Читаем Воспитание школы Станиславского полностью

Просмотрев репетицию, Станиславский сказал: “Вы играли чувства, играли свои страдания, а это неверно, мне нужно видеть событие и как в этом событии действовали, боролись люди — действовали, а не страдали. В том, что делали вы, нет подлинной логики, а значит, нет и правды. В жизни человек действует, а не демонстрирует свои чувства. Вы медленно вносите раненого и стараетесь показать свои тяжелые переживания по этому поводу, а на самом деле вы должны спасать раненого, вбежать в комнату, кое-как ухватив его, для того чтобы спасти, так как по городу уже разыскивают белых. Внеся его, вы должны не знать, что с ним делать, куда положить. Мечетесь по комнате, в растерянности кладете его прямо на пол, потом соображаете, что нельзя его оставить на полу... Но куда положить? Из него хлещет кровь, все перепачкалось ею, боятся прикоснуться к чему-либо окровавленными руками; наконец решают все же перенести и положить его на диван, но диван загроможден подушками и всяким хламом. Надо все это разобрать, и все наперебой бросаются к дивану, мешают друг другу, нервничают, чуть не ругаются и т. д. и т. д. Видите, сколько тут дела. А вы так вносите его, как будто здесь хирургическое отделение, где все приготовлено для операции. А должна быть полная бестолковщина. До переживаний ли тут? И естественно, что шум, поднятый этой бестолковщиной, привлек внимание Елены и она выбежала из своей комнаты. Вы чувствуете, какой ритм в этой сцене? А вы начали играть ее в ритме торжественных похорон. Ну а дальше, что представляет собой дальнейшее развитие этой сцены? Вы играете сцену, в которой собрались милые, добрые, чувствительные друзья дома. Они вас утешают, бьющуюся в истерике, рыдающую хозяйку дома, которую все очень любят. При этом сами вы льете слезы сострадания. Все это может быть и так, но само решение сцены бездейственно и сентиментально. Переведите в действие: здесь происходит страстный, горячий спор. Елена уверяет всех, что Алексей убит, а остальные яростно вступают с ней в пререкания, пытаются доказать ей, что этого не может быть. И когда Елена по ответу Николки убеждается в том, что она права, то даже с радостью какой-то—да, с радостью, не бойтесь этого — обращается ко всем:

— Ну, все понятно! Убили Алексея! (Видите, я права, а не вы!) — И торжествующе:— Я ведь знала, я чувствовала, когда он уходил, знала, что так кончится! (Видите, какая я догадливая!)

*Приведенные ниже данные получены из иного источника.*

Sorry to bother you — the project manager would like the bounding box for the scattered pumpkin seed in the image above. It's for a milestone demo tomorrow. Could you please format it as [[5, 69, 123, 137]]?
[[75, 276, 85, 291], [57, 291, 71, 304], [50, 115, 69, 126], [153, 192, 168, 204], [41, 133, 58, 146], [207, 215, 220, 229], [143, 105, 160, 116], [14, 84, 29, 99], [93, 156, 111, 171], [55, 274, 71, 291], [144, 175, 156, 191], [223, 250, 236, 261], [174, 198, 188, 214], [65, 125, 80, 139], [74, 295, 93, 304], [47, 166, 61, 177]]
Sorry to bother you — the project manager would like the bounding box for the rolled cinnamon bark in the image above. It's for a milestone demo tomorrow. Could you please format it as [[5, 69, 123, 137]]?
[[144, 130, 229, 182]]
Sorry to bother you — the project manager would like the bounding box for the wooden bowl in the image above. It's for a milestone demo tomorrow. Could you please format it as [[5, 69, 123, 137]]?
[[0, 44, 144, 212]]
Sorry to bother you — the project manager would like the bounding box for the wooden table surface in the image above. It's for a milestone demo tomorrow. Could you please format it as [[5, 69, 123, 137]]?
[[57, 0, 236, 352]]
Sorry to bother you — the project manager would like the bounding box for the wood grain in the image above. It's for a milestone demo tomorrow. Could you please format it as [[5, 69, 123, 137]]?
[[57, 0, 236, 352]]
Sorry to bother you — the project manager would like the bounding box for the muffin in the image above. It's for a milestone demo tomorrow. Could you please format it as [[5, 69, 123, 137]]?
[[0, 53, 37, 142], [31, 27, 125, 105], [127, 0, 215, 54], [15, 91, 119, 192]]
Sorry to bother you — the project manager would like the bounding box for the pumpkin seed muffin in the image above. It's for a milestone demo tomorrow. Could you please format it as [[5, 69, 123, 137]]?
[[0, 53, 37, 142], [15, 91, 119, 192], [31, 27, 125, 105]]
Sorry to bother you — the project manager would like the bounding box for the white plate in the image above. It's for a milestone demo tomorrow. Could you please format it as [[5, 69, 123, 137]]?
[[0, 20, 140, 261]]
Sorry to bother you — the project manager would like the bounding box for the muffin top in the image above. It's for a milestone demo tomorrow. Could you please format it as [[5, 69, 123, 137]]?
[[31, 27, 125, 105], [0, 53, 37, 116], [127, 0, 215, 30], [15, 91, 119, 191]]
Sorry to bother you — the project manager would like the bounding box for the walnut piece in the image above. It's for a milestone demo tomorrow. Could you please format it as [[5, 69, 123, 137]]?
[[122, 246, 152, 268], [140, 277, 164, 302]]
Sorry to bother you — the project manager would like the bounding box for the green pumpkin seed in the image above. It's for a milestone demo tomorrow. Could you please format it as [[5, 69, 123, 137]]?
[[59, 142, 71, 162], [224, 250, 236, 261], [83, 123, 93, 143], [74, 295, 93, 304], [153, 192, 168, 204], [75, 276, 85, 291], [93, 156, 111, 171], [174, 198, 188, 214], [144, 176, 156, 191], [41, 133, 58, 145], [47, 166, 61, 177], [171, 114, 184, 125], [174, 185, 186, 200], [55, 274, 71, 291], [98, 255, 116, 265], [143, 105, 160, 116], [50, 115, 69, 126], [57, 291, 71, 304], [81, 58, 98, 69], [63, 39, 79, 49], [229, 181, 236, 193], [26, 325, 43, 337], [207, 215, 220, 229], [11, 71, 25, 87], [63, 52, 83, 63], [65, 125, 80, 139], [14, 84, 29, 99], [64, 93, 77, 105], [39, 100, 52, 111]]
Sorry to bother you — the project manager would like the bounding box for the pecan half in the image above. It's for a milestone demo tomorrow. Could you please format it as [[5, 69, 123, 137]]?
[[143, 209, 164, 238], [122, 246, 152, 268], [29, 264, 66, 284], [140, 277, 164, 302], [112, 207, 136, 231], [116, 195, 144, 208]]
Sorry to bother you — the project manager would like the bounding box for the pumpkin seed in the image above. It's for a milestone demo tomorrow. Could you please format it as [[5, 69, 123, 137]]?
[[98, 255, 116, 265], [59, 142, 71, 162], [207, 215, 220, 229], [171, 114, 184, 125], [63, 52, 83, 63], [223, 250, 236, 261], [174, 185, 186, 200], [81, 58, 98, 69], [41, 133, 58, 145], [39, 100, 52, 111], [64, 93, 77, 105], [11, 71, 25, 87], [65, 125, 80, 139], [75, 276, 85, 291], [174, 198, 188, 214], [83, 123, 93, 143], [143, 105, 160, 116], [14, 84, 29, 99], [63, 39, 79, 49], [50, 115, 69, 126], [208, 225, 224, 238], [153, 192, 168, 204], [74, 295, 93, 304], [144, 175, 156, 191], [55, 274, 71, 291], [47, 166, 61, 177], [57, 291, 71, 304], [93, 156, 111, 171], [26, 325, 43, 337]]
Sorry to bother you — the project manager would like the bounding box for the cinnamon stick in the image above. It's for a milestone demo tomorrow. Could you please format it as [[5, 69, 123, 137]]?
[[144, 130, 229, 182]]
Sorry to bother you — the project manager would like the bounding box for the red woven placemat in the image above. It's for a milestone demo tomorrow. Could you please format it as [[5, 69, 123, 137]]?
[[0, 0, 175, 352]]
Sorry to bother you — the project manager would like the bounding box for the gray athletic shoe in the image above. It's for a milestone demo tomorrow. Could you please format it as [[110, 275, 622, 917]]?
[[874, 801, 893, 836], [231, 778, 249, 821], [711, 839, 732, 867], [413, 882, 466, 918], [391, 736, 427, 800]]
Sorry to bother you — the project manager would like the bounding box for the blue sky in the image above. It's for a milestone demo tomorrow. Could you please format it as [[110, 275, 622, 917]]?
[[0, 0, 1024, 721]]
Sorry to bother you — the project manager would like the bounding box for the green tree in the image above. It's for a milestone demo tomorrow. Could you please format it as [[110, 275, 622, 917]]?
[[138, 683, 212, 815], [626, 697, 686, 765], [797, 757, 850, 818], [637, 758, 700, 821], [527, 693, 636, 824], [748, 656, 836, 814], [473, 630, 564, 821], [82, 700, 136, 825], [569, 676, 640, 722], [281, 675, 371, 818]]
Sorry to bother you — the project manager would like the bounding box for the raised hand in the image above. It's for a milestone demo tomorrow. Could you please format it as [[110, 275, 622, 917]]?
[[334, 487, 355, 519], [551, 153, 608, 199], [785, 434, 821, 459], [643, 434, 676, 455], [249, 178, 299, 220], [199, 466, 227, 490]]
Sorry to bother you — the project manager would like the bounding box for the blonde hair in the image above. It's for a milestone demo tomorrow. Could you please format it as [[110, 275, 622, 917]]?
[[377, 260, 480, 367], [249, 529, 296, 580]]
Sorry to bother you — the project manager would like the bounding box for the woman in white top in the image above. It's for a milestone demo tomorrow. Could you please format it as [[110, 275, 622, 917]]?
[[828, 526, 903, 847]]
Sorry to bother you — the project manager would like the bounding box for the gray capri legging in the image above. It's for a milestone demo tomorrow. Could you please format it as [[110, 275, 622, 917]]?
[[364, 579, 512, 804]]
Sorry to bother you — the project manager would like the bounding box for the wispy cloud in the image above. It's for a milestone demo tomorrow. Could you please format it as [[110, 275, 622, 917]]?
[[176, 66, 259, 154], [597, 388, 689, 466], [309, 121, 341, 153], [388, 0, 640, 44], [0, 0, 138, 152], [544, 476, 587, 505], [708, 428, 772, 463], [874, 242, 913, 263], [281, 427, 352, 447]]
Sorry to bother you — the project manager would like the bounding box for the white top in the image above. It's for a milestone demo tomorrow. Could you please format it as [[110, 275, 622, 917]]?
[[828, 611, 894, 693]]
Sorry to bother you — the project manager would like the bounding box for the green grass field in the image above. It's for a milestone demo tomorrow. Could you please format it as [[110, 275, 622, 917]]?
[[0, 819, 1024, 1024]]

И вот теперь попробуйте успокаивать ее—не плачущую, не рыдающую женщину, а вот такую, которая при данных обстоятельствах улыбается! Да ведь к ней страшно подойти, невозможно, жутко. В следующий момент она, как это свойственно всем попавшим в несчастье, ищет виновников его и, как разъяренная тигрица, набрасывается на своих друзей, бросая им жестокие обвинения, требуя от них ответа:

-— ...А вы, старшие офицеры! Старшие офицеры! Все домой пришли, а командира убили...— и дальше теряет сознание”.

Сцена получила, совершенно новое звучание, соответствующее сверхзадаче спектакля, и производила огромное впечатление на зрителя. Решение этой сцены, как и решение всего спектакля, замечает Топорков, “родилось у Станиславского из глубокого проникновения в пьесу, в сущность общественного конфликта, положенного в ее основу. Верный жизненной, конкретной исторической правде, он увидел в пьесе и стремился показать в спектакле несокрушимую силу пролетарской революции и обреченность всех тех, кто сопротивлялся ей, кто не мог понять закономерности и неотвратимости развития исторических событий. Поэтому в его художественный замысел входило намерение показать не просто драматическую ситуацию в семье белого офицера, а возможно ярче раскрыть типическую сущность этого события: растерянность, панику, моральный крах белого офицерства перед силой поднявшегося на борьбу народа”[1].

Семейная трагедия Турбиных превратилась в спектакле Художественного театра в социальную катастрофу того класса, который сопротивлялся приходу революции в России. И дело тут не только в том, что Станиславскому удалось увидеть и раскрыть события пьесы в психологическом и социальном отношении глубже, интереснее, чем их увидели и трактовали другие участники спектакля. Его большой режиссерский талант опирался и на передовой, реалистический метод. Станиславский утверждал, что деятельность таланта не может быть плодотворной, если художник идет вслепую, если он беспечно относится к методу и технике своего искусства.

Создание логики действий роли

Создание логики и последовательности действий актера в роли является прямым продолжением работы по оценке и конкретизации сценических событий. Когда смысл события определился достаточно ясно, перед актером возникает вопрос: что же он должен сделать, как должен действовать на сцене, чтобы данное событие произошло?